Grow the number by changing the business, not the spreadsheet
If you have 6–18 months before a sale, strengthen adjusted EBITDA in the business itself.

  • Cut noise, not muscle. Kill vanity spend, duplicated tools, stale vendor contracts, underused perks. Don’t slash sales capacity or customer success that protects renewals. Buyers smell desperate cuts.
  • Price with courage. Smart price moves on sticky offers often drop straight to EBITDA. Test, measure, and document the lift. Buyers love auditable pricing wins.
  • Lock in sticky revenue. Multi-year renewals with clean terms, lower concentration, clear churn metrics. Adjusted EBITDA is worth more when the revenue behind it is durable.
  • Unwind owner dependence. Move key relationships and decisions to systems and managers. If your presence is required to sustain the number, the buyer will haircut it. Build a business that performs on Tuesday when you’re not there.

Make timing your ally


Three levers can move the outcome by millions.
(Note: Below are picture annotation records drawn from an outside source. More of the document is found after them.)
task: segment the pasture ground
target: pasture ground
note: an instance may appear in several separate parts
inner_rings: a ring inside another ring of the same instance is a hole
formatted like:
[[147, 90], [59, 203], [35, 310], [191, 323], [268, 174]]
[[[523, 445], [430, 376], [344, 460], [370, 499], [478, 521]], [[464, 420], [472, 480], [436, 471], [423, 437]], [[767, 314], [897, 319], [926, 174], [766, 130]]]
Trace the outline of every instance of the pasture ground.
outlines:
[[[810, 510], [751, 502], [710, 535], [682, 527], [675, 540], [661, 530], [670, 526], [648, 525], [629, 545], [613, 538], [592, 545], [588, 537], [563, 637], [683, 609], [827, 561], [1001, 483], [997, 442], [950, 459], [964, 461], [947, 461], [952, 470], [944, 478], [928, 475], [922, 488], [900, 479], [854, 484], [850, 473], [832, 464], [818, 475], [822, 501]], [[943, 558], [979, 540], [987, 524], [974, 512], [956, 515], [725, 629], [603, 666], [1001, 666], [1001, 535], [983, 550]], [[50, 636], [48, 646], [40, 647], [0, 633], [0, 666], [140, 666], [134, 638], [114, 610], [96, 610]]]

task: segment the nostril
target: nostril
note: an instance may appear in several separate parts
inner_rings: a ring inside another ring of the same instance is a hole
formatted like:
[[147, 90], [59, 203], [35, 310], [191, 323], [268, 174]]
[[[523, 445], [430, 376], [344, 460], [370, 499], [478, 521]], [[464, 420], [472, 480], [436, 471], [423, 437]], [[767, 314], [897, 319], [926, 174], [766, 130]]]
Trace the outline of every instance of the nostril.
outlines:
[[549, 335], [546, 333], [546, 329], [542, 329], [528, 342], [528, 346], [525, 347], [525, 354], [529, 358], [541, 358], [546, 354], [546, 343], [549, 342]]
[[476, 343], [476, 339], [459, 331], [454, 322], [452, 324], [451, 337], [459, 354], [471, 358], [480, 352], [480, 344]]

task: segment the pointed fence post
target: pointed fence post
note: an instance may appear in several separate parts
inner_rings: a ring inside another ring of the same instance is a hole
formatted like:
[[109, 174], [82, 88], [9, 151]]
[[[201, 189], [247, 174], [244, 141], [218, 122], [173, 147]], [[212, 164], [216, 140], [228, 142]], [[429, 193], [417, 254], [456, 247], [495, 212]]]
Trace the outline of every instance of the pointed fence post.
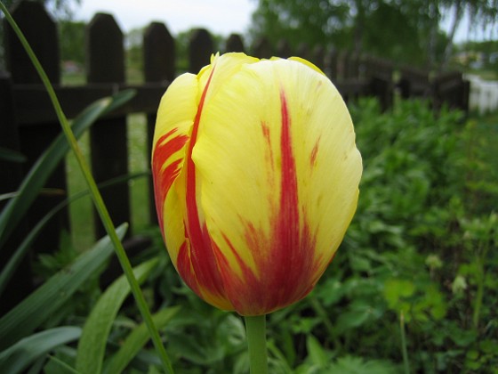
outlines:
[[[0, 71], [0, 147], [20, 151], [19, 128], [15, 120], [12, 82], [8, 74]], [[16, 191], [22, 181], [22, 164], [0, 159], [0, 194]], [[0, 211], [7, 201], [0, 201]], [[0, 269], [4, 269], [14, 254], [22, 239], [28, 234], [26, 220], [22, 221], [0, 250]], [[0, 315], [4, 315], [12, 307], [28, 295], [33, 289], [31, 266], [28, 256], [18, 265], [16, 272], [7, 283], [2, 303]]]
[[[143, 35], [143, 69], [147, 83], [168, 82], [174, 79], [174, 40], [164, 23], [151, 23]], [[157, 98], [157, 106], [159, 100]], [[152, 140], [156, 126], [156, 113], [147, 115], [148, 157], [152, 156]], [[156, 204], [154, 201], [154, 185], [149, 180], [149, 218], [151, 223], [157, 223]]]
[[[89, 84], [124, 82], [123, 33], [110, 14], [97, 13], [86, 28], [86, 79]], [[102, 183], [128, 174], [126, 118], [111, 118], [96, 122], [90, 129], [92, 171]], [[100, 191], [115, 225], [128, 222], [130, 191], [127, 183]], [[106, 234], [95, 211], [97, 236]]]
[[197, 74], [202, 68], [209, 65], [211, 54], [214, 52], [211, 34], [205, 28], [195, 30], [189, 45], [189, 71]]
[[[44, 5], [37, 2], [20, 1], [15, 4], [12, 14], [51, 82], [54, 85], [59, 84], [60, 72], [57, 27]], [[11, 71], [13, 84], [41, 85], [41, 79], [17, 36], [6, 21], [4, 25], [5, 62]], [[60, 126], [58, 122], [41, 123], [36, 126], [23, 124], [19, 127], [20, 150], [28, 159], [23, 165], [23, 173], [29, 170], [59, 134], [60, 134]], [[59, 196], [40, 194], [26, 215], [25, 220], [31, 227], [65, 198], [68, 189], [63, 161], [56, 167], [44, 187], [56, 189], [61, 193]], [[47, 224], [36, 240], [34, 248], [39, 252], [56, 250], [59, 248], [60, 231], [62, 228], [68, 228], [68, 210], [64, 209]]]

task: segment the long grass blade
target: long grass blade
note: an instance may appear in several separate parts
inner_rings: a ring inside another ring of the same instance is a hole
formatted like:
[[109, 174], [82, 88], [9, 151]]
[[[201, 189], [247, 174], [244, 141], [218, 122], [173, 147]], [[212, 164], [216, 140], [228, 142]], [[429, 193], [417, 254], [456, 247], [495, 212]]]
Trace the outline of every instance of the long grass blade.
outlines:
[[[157, 258], [153, 258], [135, 267], [133, 273], [138, 282], [145, 280], [157, 265]], [[83, 328], [76, 355], [77, 371], [82, 374], [101, 371], [108, 334], [117, 312], [130, 291], [130, 285], [123, 275], [100, 297]]]
[[58, 346], [76, 340], [81, 329], [63, 326], [24, 337], [0, 353], [0, 372], [17, 374]]

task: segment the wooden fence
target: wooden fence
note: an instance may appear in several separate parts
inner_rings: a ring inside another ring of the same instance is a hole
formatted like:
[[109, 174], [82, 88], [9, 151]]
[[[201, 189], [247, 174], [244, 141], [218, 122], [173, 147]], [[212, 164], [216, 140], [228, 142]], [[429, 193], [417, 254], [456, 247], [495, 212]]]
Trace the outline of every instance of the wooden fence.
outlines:
[[[140, 85], [125, 82], [123, 33], [109, 14], [98, 13], [87, 25], [85, 42], [86, 82], [81, 86], [60, 85], [60, 67], [56, 24], [37, 2], [22, 1], [12, 10], [14, 19], [25, 33], [35, 53], [55, 85], [61, 106], [68, 118], [74, 118], [95, 100], [125, 88], [134, 88], [136, 96], [126, 105], [99, 120], [90, 130], [91, 164], [97, 183], [128, 174], [128, 149], [126, 142], [126, 116], [131, 113], [147, 114], [149, 153], [154, 130], [155, 112], [160, 97], [177, 71], [173, 38], [162, 23], [150, 24], [143, 35], [143, 75], [145, 83]], [[16, 164], [0, 159], [0, 194], [17, 189], [29, 167], [60, 134], [60, 126], [48, 95], [42, 87], [31, 62], [12, 30], [5, 23], [4, 48], [9, 72], [0, 72], [0, 147], [18, 150], [28, 161]], [[224, 52], [246, 51], [242, 38], [232, 35], [226, 42]], [[189, 46], [189, 70], [197, 72], [209, 63], [215, 52], [213, 39], [205, 29], [192, 35]], [[346, 101], [360, 96], [376, 96], [383, 109], [392, 104], [397, 89], [393, 80], [394, 66], [390, 61], [371, 57], [361, 57], [347, 52], [316, 48], [309, 50], [300, 45], [295, 53], [285, 42], [276, 49], [266, 39], [257, 41], [251, 54], [269, 58], [272, 55], [288, 57], [300, 55], [313, 61], [334, 82]], [[402, 73], [402, 93], [405, 96], [420, 94], [433, 98], [435, 106], [448, 101], [453, 106], [466, 109], [462, 77], [446, 79], [423, 79]], [[457, 87], [457, 90], [454, 89]], [[460, 90], [460, 91], [459, 91]], [[468, 93], [467, 93], [468, 94]], [[457, 99], [455, 99], [457, 98]], [[67, 191], [65, 166], [61, 163], [46, 183], [47, 188]], [[102, 190], [104, 200], [115, 224], [130, 222], [130, 190], [127, 183]], [[0, 248], [0, 268], [17, 248], [21, 238], [63, 197], [40, 195], [27, 215], [19, 230], [4, 248]], [[151, 199], [152, 200], [152, 199]], [[0, 202], [0, 204], [3, 204]], [[4, 205], [0, 205], [0, 208]], [[151, 222], [155, 208], [150, 201]], [[97, 237], [104, 230], [97, 219]], [[51, 252], [59, 245], [61, 228], [69, 228], [68, 211], [62, 211], [45, 228], [35, 243], [37, 252]], [[132, 228], [133, 232], [133, 228]], [[28, 261], [21, 265], [8, 288], [12, 292], [2, 303], [0, 313], [10, 305], [21, 298], [31, 288]]]

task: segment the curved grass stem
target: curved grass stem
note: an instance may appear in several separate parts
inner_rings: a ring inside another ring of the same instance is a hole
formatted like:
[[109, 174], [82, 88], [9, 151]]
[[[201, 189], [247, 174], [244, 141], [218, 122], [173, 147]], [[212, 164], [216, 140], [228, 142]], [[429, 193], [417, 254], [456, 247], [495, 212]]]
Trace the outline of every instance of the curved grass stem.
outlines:
[[35, 55], [35, 53], [31, 49], [29, 44], [28, 43], [28, 40], [26, 40], [26, 37], [24, 37], [22, 31], [20, 30], [20, 28], [19, 28], [19, 26], [17, 25], [17, 23], [15, 22], [15, 20], [13, 20], [13, 18], [12, 17], [12, 15], [10, 14], [10, 12], [8, 12], [7, 8], [5, 7], [5, 5], [2, 1], [0, 1], [0, 9], [5, 15], [5, 19], [12, 28], [12, 30], [16, 33], [17, 37], [20, 40], [20, 43], [22, 44], [28, 55], [29, 56], [29, 59], [31, 60], [33, 65], [35, 66], [35, 69], [36, 69], [38, 75], [40, 76], [40, 78], [42, 79], [42, 82], [44, 83], [44, 85], [45, 86], [45, 89], [47, 90], [52, 104], [53, 105], [53, 109], [55, 110], [55, 112], [57, 114], [57, 118], [59, 119], [60, 126], [62, 127], [62, 131], [64, 132], [64, 134], [66, 135], [66, 138], [69, 142], [71, 150], [73, 150], [76, 158], [77, 163], [79, 165], [79, 167], [84, 176], [84, 180], [92, 194], [92, 198], [93, 199], [95, 208], [97, 209], [100, 220], [102, 221], [102, 224], [104, 225], [106, 232], [108, 234], [114, 245], [116, 254], [117, 256], [121, 267], [123, 268], [123, 271], [126, 275], [128, 282], [130, 283], [130, 288], [132, 289], [132, 292], [133, 294], [133, 297], [135, 297], [137, 306], [149, 329], [149, 332], [150, 334], [156, 350], [157, 351], [157, 354], [161, 358], [163, 367], [167, 373], [173, 373], [173, 370], [171, 365], [171, 362], [168, 358], [168, 355], [166, 354], [166, 352], [163, 346], [163, 342], [161, 341], [161, 337], [159, 336], [159, 332], [157, 331], [157, 329], [156, 329], [156, 326], [154, 325], [152, 317], [150, 315], [150, 311], [149, 310], [149, 306], [147, 305], [141, 289], [138, 284], [137, 280], [133, 275], [133, 272], [130, 261], [126, 256], [126, 253], [124, 252], [123, 244], [121, 243], [119, 238], [117, 237], [117, 234], [116, 233], [116, 229], [110, 219], [108, 211], [104, 204], [100, 192], [97, 188], [95, 180], [93, 179], [93, 176], [90, 172], [90, 168], [86, 163], [86, 160], [84, 159], [84, 157], [83, 156], [81, 149], [79, 148], [79, 145], [71, 130], [71, 127], [69, 126], [68, 118], [66, 118], [66, 115], [64, 114], [62, 108], [60, 107], [60, 103], [59, 102], [59, 99], [57, 98], [57, 95], [55, 94], [53, 86], [50, 83], [48, 77], [46, 76], [44, 69], [40, 64], [40, 61], [38, 61], [37, 57]]

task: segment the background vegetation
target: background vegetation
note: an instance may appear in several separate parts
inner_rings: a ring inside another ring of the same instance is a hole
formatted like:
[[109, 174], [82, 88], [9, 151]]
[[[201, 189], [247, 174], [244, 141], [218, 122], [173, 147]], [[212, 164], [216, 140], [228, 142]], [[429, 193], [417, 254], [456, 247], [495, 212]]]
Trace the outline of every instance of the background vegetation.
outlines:
[[[276, 20], [270, 5], [283, 6], [280, 3], [261, 1], [254, 16], [259, 26], [254, 28], [277, 28], [270, 22]], [[337, 25], [328, 20], [325, 10], [320, 15], [331, 25], [330, 35], [323, 37], [330, 37], [337, 46], [354, 45], [359, 6], [365, 5], [362, 48], [399, 61], [415, 56], [417, 51], [425, 56], [421, 61], [429, 58], [429, 49], [422, 48], [427, 35], [412, 27], [416, 22], [401, 3], [318, 3], [332, 4], [341, 14], [342, 23]], [[267, 13], [264, 6], [269, 7]], [[454, 11], [463, 4], [440, 2], [440, 6], [431, 11], [436, 19], [424, 17], [440, 20], [445, 9]], [[267, 31], [293, 35], [299, 28], [309, 29], [293, 20], [298, 14], [285, 12], [277, 12], [285, 16], [277, 23], [290, 28]], [[418, 43], [407, 45], [390, 40], [381, 45], [382, 34], [366, 32], [379, 22], [378, 17], [386, 22], [404, 20], [406, 35], [401, 33], [399, 40]], [[60, 29], [79, 40], [83, 25], [68, 21]], [[128, 38], [128, 76], [141, 81], [138, 35]], [[301, 37], [289, 40], [318, 40], [306, 33]], [[442, 41], [438, 56], [444, 58], [443, 42], [450, 37], [438, 37]], [[181, 40], [188, 37], [185, 32], [177, 38], [184, 61]], [[83, 63], [81, 51], [69, 51], [76, 45], [79, 44], [63, 47], [68, 52], [62, 56]], [[459, 48], [489, 53], [496, 43], [470, 43]], [[471, 62], [461, 66], [475, 69]], [[494, 74], [494, 65], [486, 69]], [[82, 83], [84, 77], [71, 73], [63, 80]], [[400, 100], [384, 113], [374, 100], [351, 103], [349, 110], [365, 165], [358, 209], [334, 261], [312, 294], [269, 316], [270, 372], [498, 372], [496, 113], [470, 113], [466, 118], [446, 109], [434, 113], [423, 102]], [[144, 118], [133, 116], [128, 128], [130, 172], [146, 172]], [[84, 149], [85, 136], [81, 141]], [[74, 198], [84, 187], [74, 159], [68, 158], [69, 194]], [[158, 228], [148, 224], [146, 180], [129, 183], [135, 233], [152, 239], [132, 263], [173, 367], [187, 374], [246, 373], [242, 320], [205, 305], [181, 281]], [[105, 240], [94, 244], [89, 230], [90, 200], [71, 203], [71, 215], [73, 237], [63, 233], [55, 253], [33, 259], [44, 286], [0, 317], [0, 371], [114, 373], [126, 368], [130, 373], [159, 372], [160, 362], [147, 343], [127, 283], [124, 278], [106, 277], [112, 267], [112, 249]], [[121, 227], [120, 235], [124, 231]]]

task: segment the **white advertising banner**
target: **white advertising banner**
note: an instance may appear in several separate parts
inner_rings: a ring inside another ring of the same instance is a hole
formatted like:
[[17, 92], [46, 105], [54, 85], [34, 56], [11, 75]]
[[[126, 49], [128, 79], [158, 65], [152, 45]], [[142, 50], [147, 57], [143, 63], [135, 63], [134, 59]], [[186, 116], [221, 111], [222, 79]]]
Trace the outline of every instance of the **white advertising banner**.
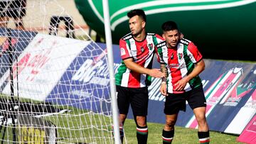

  • Seasonality. Use trailing twelve months and show seasonality clearly. If Q4 is your Super Bowl, don’t go to market the week before Q3 closes.
  • Momentum. A rising adjusted EBITDA into a process creates confidence. If the line is flat, show the drivers that turn it up next quarter—with contracts and implementation dates, not vibes.
  • Working capital. Buyers watch how much cash the business needs to run. Clean up collections, standardise terms, and know your normalised working capital so price doesn’t get nicked at the eleventh hour.

Red flags to fix before you sell

  • Cash expenses with no paper trail
  • Adjustments that benefit you more than the business going forward
  • Big swings in gross margin with thin explanations
  • A messy chart of accounts that hides where money really goes

Key takeaway


Adjusted EBITDA isn’t a trick. It’s the truth, organised. Strip out the noise and show what the business earns in the buyer’s hands, and you don’t just raise the number—you reduce doubt. Less doubt means more price, cleaner terms, and a deal that closes.

One question to sit with


If a stranger bought your company tomorrow and ran it sensibly, what number would it reliably throw off—and can you prove it without you in the room?